20 April 2015
Vanuatu Foreign Minister: recognition of Abkhazia has "not changed"
In a 31 March interview with RIA Novosti, Vanuatu's Foreign Minister Sato Kilman confirmed that Vanuatu does in fact still recognise Abkhazia.
Vanuatu's recognition of Abkhazia's independence has received a lot of pushback throughout the years. When the news first broke in 2011, Vanuatu's representative to the United Nations Donald Kalpokas emphatically denied it was true when asked by the New York Times. And less than a month later, Sato Kilman was briefly unseated as Prime Minister by Edward Natapei, who very hastily published an error-ridden note in which he `cancelled and withdrew' recognition. However, not before long Kilman was re-instated as Prime Minister and Vanuatu's recognition of Abkhazia reconfirmed.

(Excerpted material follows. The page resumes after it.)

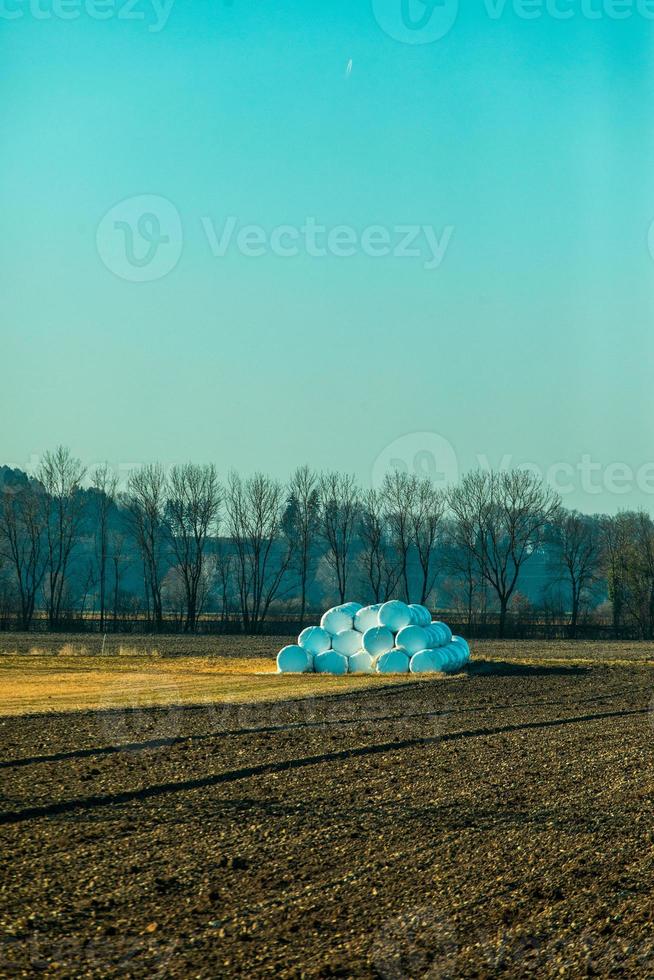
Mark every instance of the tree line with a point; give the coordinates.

In 2013, Kilman was ousted as Prime Minister by a government led by Moana Carcasses Kalosil and having Natapei as Minister for Foreign Affairs. This government agreed to establish diplomatic relations with Georgia, and Donald Kalpokas (whose authority was unclear since he had been formally retired as representative to the United Nations) signed an agreement in which Abkhazia was explicitly stated to be part of Georgia. Georgia's government also claimed that Carcasses had actually withdrawn Vanuatu's recognition of Abkhazia, but there were no statements from ni-Vanuatu officials to back this up.
However, Carcasses's government fell in May 2014 and Joe Natuman, who had been Foreign Minister under Natapei, has been Prime Minister since. Sato Kilman is Foreign Minister in this government and on 30 March, during a visit to Moscow to discuss relief following Hurricane Pam, he met with his Abkhazian counterpart Viacheslav Chirikba. The day after, he stated in an interview RIA Novosti that "nothing had changed" in respect to Vanuatu's 2011 recognition of Abkhazia, and that Carcasses's government had merely decided to pursue diplomatic relations with Georgia, noting that he didn't consider these to be incompatible with relations with Abkhazia, which he hoped would soon be finalised.

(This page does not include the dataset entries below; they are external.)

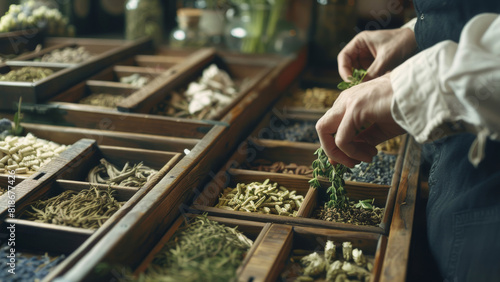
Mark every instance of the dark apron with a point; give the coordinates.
(463, 211)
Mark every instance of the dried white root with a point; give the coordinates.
(27, 154)
(330, 251)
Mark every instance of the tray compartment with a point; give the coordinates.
(244, 73)
(121, 194)
(42, 90)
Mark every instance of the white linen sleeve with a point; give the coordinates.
(451, 88)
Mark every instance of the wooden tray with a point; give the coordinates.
(18, 43)
(253, 230)
(35, 240)
(70, 135)
(122, 194)
(48, 173)
(154, 63)
(300, 153)
(271, 259)
(118, 156)
(245, 74)
(46, 88)
(208, 198)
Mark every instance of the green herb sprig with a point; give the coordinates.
(335, 174)
(357, 77)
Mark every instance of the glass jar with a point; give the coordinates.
(188, 32)
(261, 28)
(144, 18)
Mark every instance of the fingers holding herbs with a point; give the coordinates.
(358, 121)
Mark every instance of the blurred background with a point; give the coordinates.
(247, 26)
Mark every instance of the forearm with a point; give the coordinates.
(451, 87)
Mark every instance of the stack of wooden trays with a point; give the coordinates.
(196, 159)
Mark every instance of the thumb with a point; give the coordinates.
(376, 69)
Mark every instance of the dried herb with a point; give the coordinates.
(202, 250)
(265, 197)
(18, 129)
(357, 77)
(29, 266)
(130, 176)
(27, 154)
(70, 55)
(336, 263)
(335, 174)
(202, 99)
(88, 208)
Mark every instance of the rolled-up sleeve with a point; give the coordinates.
(451, 88)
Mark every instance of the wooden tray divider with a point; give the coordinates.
(208, 197)
(398, 245)
(257, 229)
(66, 160)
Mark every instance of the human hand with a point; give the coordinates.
(359, 120)
(376, 51)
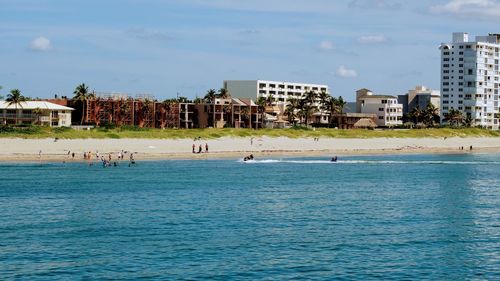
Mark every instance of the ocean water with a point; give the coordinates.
(405, 217)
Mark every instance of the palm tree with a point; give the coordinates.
(38, 112)
(224, 94)
(431, 114)
(270, 100)
(15, 98)
(81, 94)
(210, 96)
(306, 109)
(123, 109)
(245, 115)
(416, 114)
(182, 100)
(291, 110)
(454, 117)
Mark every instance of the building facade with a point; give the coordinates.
(387, 109)
(35, 112)
(470, 78)
(279, 93)
(419, 97)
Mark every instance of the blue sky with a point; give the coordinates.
(165, 47)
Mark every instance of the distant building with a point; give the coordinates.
(470, 78)
(387, 109)
(280, 92)
(35, 112)
(419, 97)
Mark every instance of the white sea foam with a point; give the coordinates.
(372, 162)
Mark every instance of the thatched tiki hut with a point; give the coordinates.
(365, 123)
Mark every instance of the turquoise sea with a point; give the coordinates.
(405, 217)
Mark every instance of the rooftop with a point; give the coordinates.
(34, 105)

It is clear that Vanuatu's frequent government changes play an important role in its ambivalent attitude towards Abkhazia. And it may be the case that its contradictory statements have been influenced by the desire to remain on friendly terms with Russia on the one hand and with Western powers on the other. But part of the confusion is certainly also due to unclarity over what constitutes recognition and diplomatic relations. Despite the May 2011 document explicitly stating that Abkhazia and Vanuatu resolved to "establish diplomatic relations at the level of Ambassadors from the signing of this statement", and despite Vanuatu's Foreign Minister Alfred Carlot's October 2011 explanation that "Vanuatu signed diplomatic relations with the Republic of Abkhazia", it seems that Vanuatu considers diplomatic relations to not have been finalised. And so a number of ni-Vanuatu statements that have been interpreted as a denial of its recognition of Abkhazia in fact pertained only to having full diplomatic relations.